Dokter keluarkan serpihan peluru dari leher korban penembakan di Tol Pasteur

Hani (21), Korban penembakan misterius di Kota Bandung selesai menjalani operasi. Tim dokter RS Hasan Sadikin berhasil mengeluarkan beberapa serpihan proyektil peluru yang bersarang di bagian leher.

Redaksi Merdeka
Oleh Redaksi Merdeka - Reporter
Dokter keluarkan serpihan peluru dari leher korban penembakan di Tol Pasteur
Ilustrasi Penembakan. ©2015 Merdeka.com

Hani (21), Korban penembakan misterius di Kota Bandung selesai menjalani operasi.
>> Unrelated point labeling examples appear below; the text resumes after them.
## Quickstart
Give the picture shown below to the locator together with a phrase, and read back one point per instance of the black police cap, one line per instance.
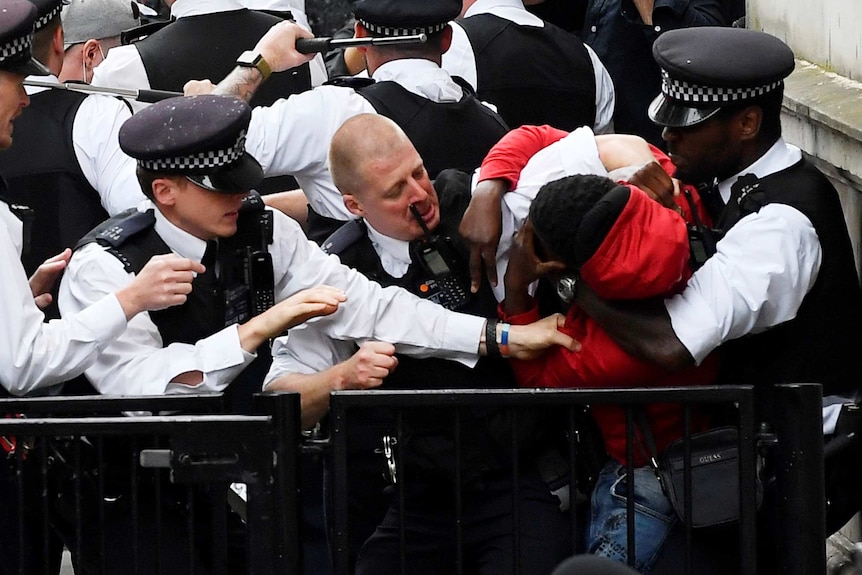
(16, 38)
(199, 137)
(706, 68)
(47, 11)
(405, 17)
Tim dokter RS Hasan Sadikin berhasil mengeluarkan beberapa serpihan proyektil peluru yang bersarang di bagian leher.

Kepala IGD RSHS Doddy Tavianto‎ mengatakan operasi pasien dimulai Jumat (31/8) sekitar pukul 22.00 WIB hingga Sabtu (1/9) pukul 05.00 WIB.

Dalam prosesnya, tim dokter tidak menemukan serpihan peluru di bagian tulang belakang. Saat ini kondisi pasien sudah stabil dan dirawat secara intensif.
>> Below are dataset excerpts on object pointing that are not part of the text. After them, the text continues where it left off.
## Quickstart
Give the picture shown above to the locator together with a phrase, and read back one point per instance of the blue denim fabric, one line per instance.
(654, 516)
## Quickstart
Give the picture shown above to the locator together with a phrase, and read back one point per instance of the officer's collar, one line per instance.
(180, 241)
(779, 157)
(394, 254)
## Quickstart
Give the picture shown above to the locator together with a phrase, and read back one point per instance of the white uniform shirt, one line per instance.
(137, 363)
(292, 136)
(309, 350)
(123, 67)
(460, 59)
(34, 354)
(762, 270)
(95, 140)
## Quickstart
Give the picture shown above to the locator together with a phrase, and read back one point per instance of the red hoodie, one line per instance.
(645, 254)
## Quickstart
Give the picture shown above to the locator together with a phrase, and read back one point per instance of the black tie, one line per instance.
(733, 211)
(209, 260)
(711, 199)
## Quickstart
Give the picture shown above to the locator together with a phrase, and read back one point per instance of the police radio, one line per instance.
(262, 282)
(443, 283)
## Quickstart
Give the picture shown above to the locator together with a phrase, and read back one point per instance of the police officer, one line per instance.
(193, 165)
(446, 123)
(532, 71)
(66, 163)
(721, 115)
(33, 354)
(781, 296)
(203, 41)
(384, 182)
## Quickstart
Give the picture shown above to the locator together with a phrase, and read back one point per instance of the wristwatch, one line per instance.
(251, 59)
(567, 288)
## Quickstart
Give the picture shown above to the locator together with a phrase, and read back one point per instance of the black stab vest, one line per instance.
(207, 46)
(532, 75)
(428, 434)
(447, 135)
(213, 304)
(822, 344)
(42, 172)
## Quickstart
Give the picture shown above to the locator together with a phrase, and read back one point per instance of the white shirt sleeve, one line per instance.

"Kondisi stabil, tekanan darah dan detak jantung sudah mulai nai‎k, cuma sekarang masih kita bantu dengan alat bantu napas ventilator," katanya saat dihubungi.

Ia menjelaskan, tindakan bedah dilakukan karena dikhawatirkan kondisi pasien terus melemah. Pasalnya, saat dibawa ke RSHS, meski sadar, detak jantung dan tekanan darah Hani lemah.

"Nanti kami akan melakukan pelepasan alat bantu pernapasan jika keadaan pasien kembali membaik," pungkasnya.

Seperti diketahui, Hani menjadi korban penembakan yang dilakukan orang tak dikenal, Jumat (31/8).

Dari informasi yang dihimpun, peristiwa itu terjadi di dekat Gerbang Tol Pasteur, saat mobil yang ditumpanginya berangkat menuju Purwakarta setelah mengunjungi tempat hiburan malam di Kota Bandung.